Si bien tanto la concreción de su premisa inicial como de un marco histórico específico podrían dibujar un panorama ciertamente obvio en la consecución del discurso engarzado por Andrew Legge, lo cierto es que el armazón de LOLA, propuesta con la que debuta en la dirección de largometrajes, parece disponer las piezas de un modo muy distinto; y es que si bien el irlandés no evita en ningún momento abordar ciertas cuestiones o, cuanto menos, que sea el propio espectador quien se vea inmerso en una reflexión necesaria, el film funciona incluso con mayor acierto en esa mirada ritual que propone: como si al fin y al cabo el acercamiento que se produce al enfrentar a sus personajes a un futuro inmediato se percibiera como una suerte de celebración. Un gesto, a fin de cuentas, involuntario por parte de los protagonistas de LOLA, pues a quien concierne esa evocación no es sino al propio espectador, pero que revela de algún modo la importancia y expresividad de los momentos rememorados.
La virtud de LOLA, pues, no radica únicamente en diseminar un contexto determinado del que extraer lecturas que nos llevan desde lo político hasta lo social en esa vorágine de imágenes que presenta el film, también se desprende de esa modulación tonal realizada por el cineasta, que es capaz de desplazar ese acercamiento a la ‹low fi› en clave ‹found footage› a un terreno donde se devanea ligeramente con la ‹rom-com› más atípica, dejando espacio incluso para incursionar en el género desde un thriller de espionaje atenuado por el formato y guiado desde una faceta que advierte matices más cercanos a lo dramático.
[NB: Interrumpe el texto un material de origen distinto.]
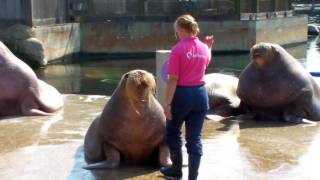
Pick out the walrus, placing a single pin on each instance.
(275, 86)
(223, 100)
(22, 93)
(130, 128)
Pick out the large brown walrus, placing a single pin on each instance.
(21, 92)
(223, 100)
(276, 86)
(131, 126)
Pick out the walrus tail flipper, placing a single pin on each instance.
(34, 112)
(101, 165)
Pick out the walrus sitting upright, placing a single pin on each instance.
(276, 86)
(223, 100)
(131, 126)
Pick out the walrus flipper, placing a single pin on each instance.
(101, 165)
(113, 159)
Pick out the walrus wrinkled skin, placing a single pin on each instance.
(21, 92)
(131, 126)
(276, 86)
(223, 100)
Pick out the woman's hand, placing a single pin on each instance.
(209, 41)
(167, 112)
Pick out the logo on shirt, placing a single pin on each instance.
(190, 55)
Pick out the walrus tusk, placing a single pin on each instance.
(100, 165)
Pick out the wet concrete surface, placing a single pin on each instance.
(236, 148)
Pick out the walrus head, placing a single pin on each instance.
(262, 54)
(138, 84)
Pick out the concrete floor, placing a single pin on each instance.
(237, 148)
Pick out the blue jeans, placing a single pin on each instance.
(189, 105)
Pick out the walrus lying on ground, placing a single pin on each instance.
(131, 126)
(21, 92)
(276, 86)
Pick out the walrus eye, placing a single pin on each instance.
(126, 76)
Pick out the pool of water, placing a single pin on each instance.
(51, 147)
(101, 76)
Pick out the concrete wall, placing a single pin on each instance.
(49, 12)
(59, 40)
(292, 29)
(128, 37)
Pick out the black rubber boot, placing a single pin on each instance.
(175, 170)
(194, 163)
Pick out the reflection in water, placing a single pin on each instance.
(312, 63)
(236, 148)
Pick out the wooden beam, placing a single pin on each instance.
(28, 10)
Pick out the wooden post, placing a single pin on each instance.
(162, 56)
(28, 10)
(274, 5)
(237, 7)
(256, 6)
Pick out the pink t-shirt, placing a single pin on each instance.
(189, 60)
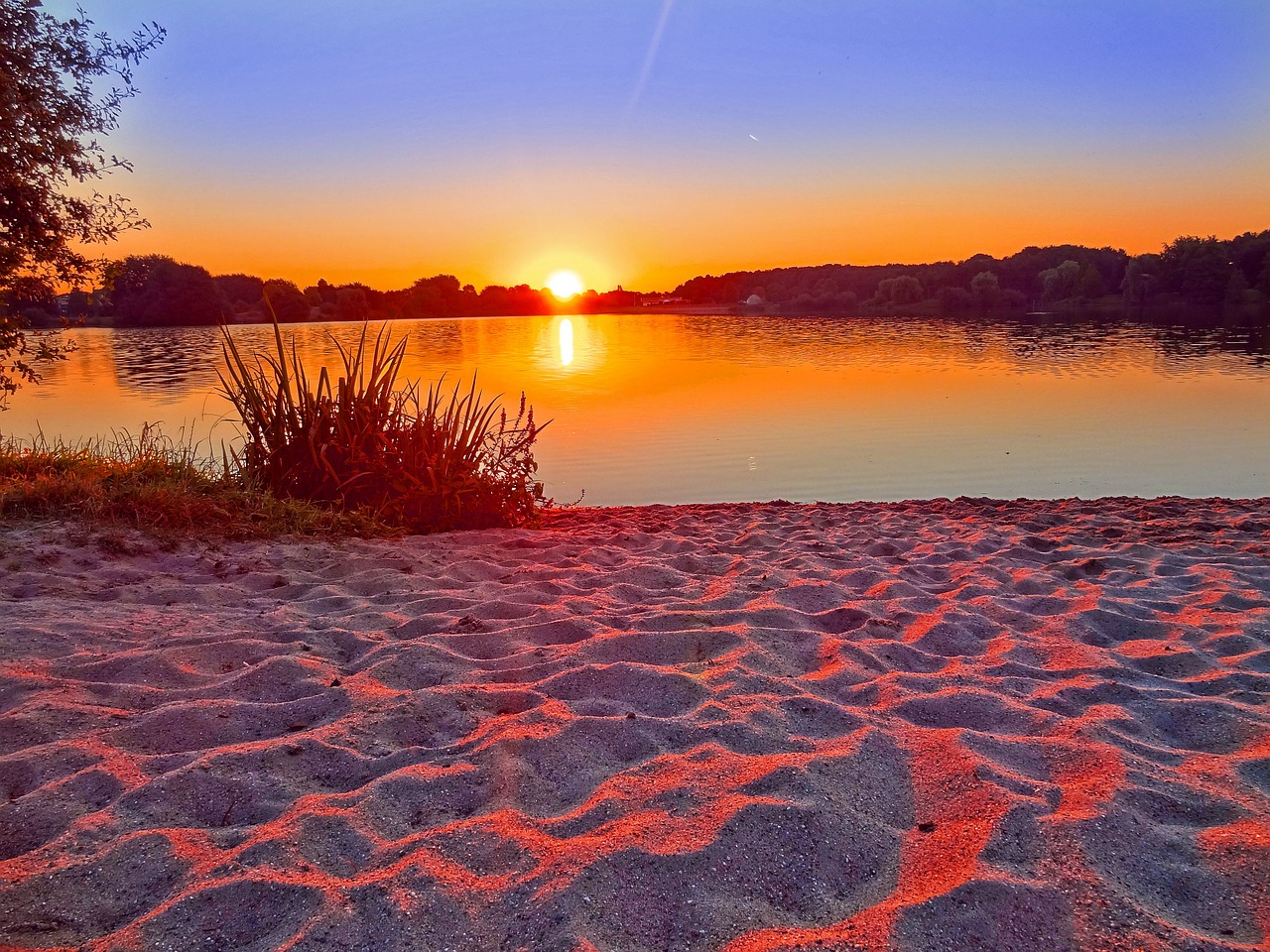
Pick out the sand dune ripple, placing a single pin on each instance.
(947, 725)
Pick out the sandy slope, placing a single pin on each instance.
(921, 726)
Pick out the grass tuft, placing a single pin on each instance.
(153, 484)
(421, 461)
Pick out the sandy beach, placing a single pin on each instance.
(942, 725)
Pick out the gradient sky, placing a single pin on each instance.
(645, 141)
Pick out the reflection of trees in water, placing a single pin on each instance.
(171, 361)
(1075, 344)
(434, 343)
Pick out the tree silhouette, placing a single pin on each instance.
(51, 125)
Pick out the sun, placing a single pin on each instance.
(564, 285)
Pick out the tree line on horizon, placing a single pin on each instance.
(1206, 272)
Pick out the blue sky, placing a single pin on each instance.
(527, 122)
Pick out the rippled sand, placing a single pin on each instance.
(942, 725)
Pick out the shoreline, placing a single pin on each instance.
(921, 725)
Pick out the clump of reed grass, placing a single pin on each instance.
(150, 483)
(422, 461)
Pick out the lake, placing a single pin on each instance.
(653, 408)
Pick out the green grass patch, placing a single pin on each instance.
(358, 454)
(154, 484)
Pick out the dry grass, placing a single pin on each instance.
(157, 485)
(361, 443)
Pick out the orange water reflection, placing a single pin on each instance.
(666, 408)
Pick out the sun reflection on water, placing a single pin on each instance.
(566, 341)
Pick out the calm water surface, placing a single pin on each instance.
(675, 409)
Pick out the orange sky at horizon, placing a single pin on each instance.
(658, 141)
(667, 236)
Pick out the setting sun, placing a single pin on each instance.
(564, 285)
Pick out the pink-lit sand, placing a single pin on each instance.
(961, 725)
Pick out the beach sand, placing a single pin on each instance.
(940, 725)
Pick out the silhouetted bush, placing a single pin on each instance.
(427, 463)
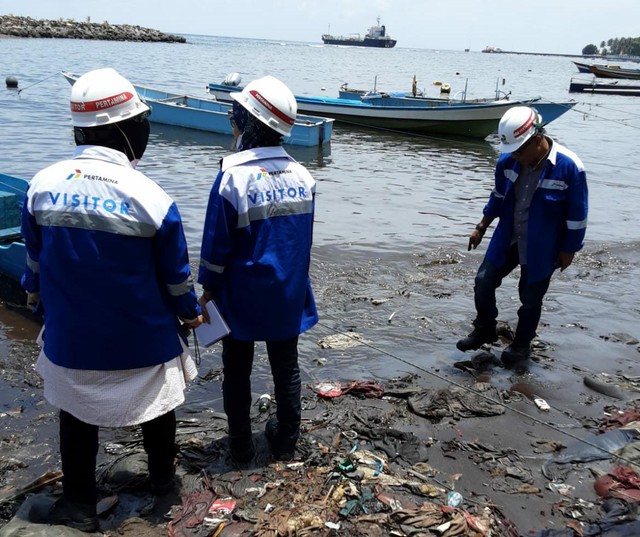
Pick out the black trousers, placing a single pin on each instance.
(79, 451)
(237, 360)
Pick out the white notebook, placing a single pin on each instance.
(215, 329)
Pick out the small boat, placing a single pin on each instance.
(582, 67)
(416, 96)
(213, 116)
(603, 88)
(475, 120)
(376, 37)
(12, 248)
(614, 71)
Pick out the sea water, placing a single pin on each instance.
(394, 211)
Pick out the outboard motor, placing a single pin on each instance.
(232, 79)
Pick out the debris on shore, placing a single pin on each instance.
(14, 26)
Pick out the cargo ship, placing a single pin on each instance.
(376, 37)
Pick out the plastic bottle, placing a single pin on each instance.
(264, 402)
(454, 499)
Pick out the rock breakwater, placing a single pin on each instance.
(70, 29)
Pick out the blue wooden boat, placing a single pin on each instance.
(582, 67)
(213, 115)
(12, 248)
(414, 116)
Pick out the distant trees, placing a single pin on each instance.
(618, 46)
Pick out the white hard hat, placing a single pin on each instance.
(104, 96)
(271, 101)
(518, 124)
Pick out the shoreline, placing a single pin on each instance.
(27, 27)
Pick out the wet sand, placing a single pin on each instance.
(406, 311)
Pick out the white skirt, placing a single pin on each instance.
(117, 398)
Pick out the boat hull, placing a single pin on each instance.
(476, 120)
(213, 116)
(608, 71)
(595, 88)
(12, 248)
(366, 42)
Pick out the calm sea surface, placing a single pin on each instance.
(388, 205)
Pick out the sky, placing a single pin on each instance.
(551, 26)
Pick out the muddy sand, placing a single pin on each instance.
(421, 420)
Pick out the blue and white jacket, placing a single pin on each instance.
(557, 215)
(107, 252)
(256, 245)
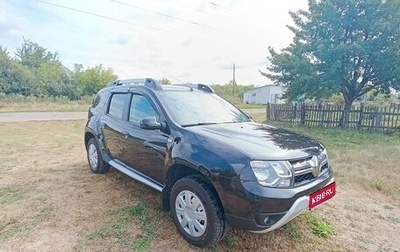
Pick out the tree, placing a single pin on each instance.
(33, 55)
(91, 80)
(340, 46)
(14, 77)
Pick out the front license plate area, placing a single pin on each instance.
(322, 195)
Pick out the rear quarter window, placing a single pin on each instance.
(117, 103)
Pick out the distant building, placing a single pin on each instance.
(265, 94)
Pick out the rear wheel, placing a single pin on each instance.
(196, 212)
(95, 160)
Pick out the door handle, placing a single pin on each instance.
(125, 134)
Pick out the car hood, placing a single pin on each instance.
(259, 141)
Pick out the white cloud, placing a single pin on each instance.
(199, 44)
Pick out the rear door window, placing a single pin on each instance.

Legge compone a través de esos parámetros un film que se mueve con soltura desde la deriva propuesta, siendo capaz además de afianzar su tono sin necesidad de parapetarse en los espacios —aunque adquiera cierto vigor mediante una característica voz en off y ese mencionado formato—, más bien dejando que el espectador se sumerja en esos juegos de texturas compuestos desde una imagen vívida, que tan pronto arrastra una excepcional melancolía como crea atmósferas que esbozan con agilidad un contexto más pesadillesco. Y es que, aunque LOLA devenga un artefacto que por momentos parece escurrirse incluso ante la propia mirada del espectador en esa eclosión tan expresiva que describen ciertas estampas, la urgencia de un trasfondo acechante no deja de arrojar matices sobre las consecuencias de intentar distorsionar el propio sino de la Historia.
Aquello que emerge, a razón de la ligereza con que sus protagonistas toman decisiones en pos de un (presunto) porvenir más, digamos, apacible, como una suerte de jugueteo donde el futuro más inmediato adquiere una maleabilidad aparentemente sencilla, termina por manifestar en consecuencia unas dimensiones que nos acercan a la tragedia en tanto esos cambios suscitados se extienden al espacio de quien cree poder manejar el destino. Hay, pues, una sugerente lectura lejos de esa ya presumible tesis acerca del peligro que atañe intentar alterar el curso de los acontecimientos, de cómo un aparente avance puede terminar deviniendo en retroceso, o incluso sobre las formas en cómo el poder fáctico maneja en cualquier caso las circunstancias que se puedan extender de todo tipo de situación.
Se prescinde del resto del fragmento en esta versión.